Despite all my misgivings, despite all the reasons why not, my biology is betraying me. I want it, I want the pregnancy, I want the kicks to my liver, I want the ultrasound heartbeat, I want the baby breathe, I want the scrawny chicken legs and arms, I want the first gummy smile, I want the tiny hand holding my one finger, I want it all, I want it all over again.
And even more, the eternally gullible optimist in me wants what I didn’t get the first time – the instant bond, the profound feelings, the exhausted joy, the presence of mind, the presence of heart and soul, the wonderment, the content cherub baby and the happy family.
I am able to momentarily fool myself. “Maybe next time will be different?”, “Maybe it won’t be so bad?”, “Maybe it will be a fleeting feeling.”. Maybe all of these things could be true. But I just don’t know and no-one can tell me with 100% certainty what the next time will be like.

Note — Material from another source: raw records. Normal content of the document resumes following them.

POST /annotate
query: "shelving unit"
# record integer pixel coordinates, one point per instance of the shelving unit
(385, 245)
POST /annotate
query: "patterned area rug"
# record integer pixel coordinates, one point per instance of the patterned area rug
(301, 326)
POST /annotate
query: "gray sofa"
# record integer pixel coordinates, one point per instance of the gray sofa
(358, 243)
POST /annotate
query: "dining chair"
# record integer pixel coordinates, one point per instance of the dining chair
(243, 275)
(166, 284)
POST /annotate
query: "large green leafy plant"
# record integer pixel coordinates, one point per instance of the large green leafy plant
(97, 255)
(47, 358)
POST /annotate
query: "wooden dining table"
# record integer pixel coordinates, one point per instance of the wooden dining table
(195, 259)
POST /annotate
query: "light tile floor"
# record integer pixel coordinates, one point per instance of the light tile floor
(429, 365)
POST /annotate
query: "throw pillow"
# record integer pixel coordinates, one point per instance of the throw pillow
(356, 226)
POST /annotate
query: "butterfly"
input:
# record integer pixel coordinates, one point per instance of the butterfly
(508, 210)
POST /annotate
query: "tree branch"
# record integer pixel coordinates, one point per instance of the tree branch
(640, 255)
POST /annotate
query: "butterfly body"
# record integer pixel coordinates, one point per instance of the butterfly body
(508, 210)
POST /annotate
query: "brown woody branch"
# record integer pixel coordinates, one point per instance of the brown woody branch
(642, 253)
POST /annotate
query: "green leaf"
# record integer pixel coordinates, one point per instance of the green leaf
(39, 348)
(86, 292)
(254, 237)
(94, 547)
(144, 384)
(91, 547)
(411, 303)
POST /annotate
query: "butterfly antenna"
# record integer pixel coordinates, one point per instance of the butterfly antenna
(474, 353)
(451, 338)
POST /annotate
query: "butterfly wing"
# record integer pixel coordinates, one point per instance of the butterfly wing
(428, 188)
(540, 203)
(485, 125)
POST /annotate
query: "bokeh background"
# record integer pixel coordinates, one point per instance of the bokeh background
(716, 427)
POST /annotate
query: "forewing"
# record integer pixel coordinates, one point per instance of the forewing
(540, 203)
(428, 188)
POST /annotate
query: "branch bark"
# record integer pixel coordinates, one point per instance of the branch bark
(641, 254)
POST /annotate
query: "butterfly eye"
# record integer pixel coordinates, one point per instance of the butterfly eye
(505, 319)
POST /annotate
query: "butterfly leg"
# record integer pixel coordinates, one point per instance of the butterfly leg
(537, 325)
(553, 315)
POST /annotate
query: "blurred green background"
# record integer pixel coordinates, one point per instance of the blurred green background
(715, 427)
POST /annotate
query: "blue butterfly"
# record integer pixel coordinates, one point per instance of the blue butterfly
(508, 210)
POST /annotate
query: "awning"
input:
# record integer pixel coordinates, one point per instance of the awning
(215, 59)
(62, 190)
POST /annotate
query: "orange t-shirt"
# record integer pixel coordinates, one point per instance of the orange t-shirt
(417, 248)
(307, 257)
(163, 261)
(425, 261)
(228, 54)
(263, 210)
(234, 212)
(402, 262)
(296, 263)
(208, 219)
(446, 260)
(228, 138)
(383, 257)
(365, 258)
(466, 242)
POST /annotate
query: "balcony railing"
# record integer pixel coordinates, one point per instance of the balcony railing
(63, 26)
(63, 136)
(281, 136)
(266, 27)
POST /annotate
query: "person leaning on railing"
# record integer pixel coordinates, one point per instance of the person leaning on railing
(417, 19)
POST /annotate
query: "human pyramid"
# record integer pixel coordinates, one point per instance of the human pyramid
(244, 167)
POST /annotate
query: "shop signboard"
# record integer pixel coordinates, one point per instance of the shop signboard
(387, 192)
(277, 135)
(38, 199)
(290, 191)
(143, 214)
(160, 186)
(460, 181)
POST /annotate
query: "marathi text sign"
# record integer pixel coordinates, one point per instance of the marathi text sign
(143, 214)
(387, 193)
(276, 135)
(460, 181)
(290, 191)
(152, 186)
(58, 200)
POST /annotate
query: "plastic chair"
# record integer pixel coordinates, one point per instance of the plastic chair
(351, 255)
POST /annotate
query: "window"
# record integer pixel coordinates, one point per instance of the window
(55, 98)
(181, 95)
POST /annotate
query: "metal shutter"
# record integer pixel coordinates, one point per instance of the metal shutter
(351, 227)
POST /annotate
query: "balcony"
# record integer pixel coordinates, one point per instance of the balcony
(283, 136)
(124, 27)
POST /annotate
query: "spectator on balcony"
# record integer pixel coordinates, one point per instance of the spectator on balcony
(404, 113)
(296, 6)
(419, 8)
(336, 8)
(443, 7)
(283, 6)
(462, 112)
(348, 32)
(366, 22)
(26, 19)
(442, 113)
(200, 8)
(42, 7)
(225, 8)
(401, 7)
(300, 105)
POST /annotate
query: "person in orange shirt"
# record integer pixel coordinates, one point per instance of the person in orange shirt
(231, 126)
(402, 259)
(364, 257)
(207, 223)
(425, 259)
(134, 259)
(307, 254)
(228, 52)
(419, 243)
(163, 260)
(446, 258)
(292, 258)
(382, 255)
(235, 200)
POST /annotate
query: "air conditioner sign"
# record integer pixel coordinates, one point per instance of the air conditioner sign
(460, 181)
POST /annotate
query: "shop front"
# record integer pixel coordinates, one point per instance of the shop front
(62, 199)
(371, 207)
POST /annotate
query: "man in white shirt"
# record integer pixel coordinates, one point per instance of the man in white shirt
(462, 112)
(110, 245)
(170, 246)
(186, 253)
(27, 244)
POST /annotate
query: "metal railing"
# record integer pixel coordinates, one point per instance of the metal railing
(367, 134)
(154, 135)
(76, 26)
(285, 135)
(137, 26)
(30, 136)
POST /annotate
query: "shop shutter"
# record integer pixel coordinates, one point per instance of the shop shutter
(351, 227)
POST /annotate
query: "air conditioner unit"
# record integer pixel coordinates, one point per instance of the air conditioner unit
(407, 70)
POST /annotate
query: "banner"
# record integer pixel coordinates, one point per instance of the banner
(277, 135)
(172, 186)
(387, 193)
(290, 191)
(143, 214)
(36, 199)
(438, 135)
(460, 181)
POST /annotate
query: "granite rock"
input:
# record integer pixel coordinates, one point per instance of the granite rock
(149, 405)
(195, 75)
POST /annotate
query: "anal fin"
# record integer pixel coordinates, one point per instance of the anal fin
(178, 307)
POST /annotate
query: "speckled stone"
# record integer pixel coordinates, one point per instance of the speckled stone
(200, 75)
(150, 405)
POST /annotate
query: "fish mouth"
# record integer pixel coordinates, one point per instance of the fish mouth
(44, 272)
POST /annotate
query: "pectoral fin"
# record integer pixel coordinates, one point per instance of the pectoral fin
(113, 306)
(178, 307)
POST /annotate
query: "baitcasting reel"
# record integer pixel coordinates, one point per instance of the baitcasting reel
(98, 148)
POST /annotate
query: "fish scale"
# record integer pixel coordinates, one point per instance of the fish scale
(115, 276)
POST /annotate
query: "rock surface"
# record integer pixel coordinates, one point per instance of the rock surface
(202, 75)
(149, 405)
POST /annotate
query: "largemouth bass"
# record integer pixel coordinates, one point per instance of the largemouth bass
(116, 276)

#7: The next time might be worse
It could very well be worse. What if the new baby never sleeps? What if he/she doesn’t eat? What if he/she is sickly? What if the depression and anxiety lasts even longer? What if it is even more profound? What if I need to be hospitalised? What if I am so mentally distressed I do something to hurt myself?
That’s a lot of “what ifs”, a lot of maybes and a lot of unknowns. How can I be expected to make an informed, responsible decision if I don’t have all the facts, if I can’t predict the outcome, if I there are so many variables? And therein lies the rub, I cannot rely on absolutes. No-one can, not when it comes to children. Because as I have already established in previous posts, nothing goes according to plan. It is uncharted territory, always new, always changing, always different. It’s a leap of faith, a risk.
The only absolute at your disposal, is the answer to an incisive question: Do you believe the potential gain outweighs the potential risk? Can you manage that risk by focusing on the gain? Yes or No.
I wish I had the answer. Not yet. But I will let you know, when I know. Well, when I know what’s right for me and my family anyway, you will need to make your own arbitration.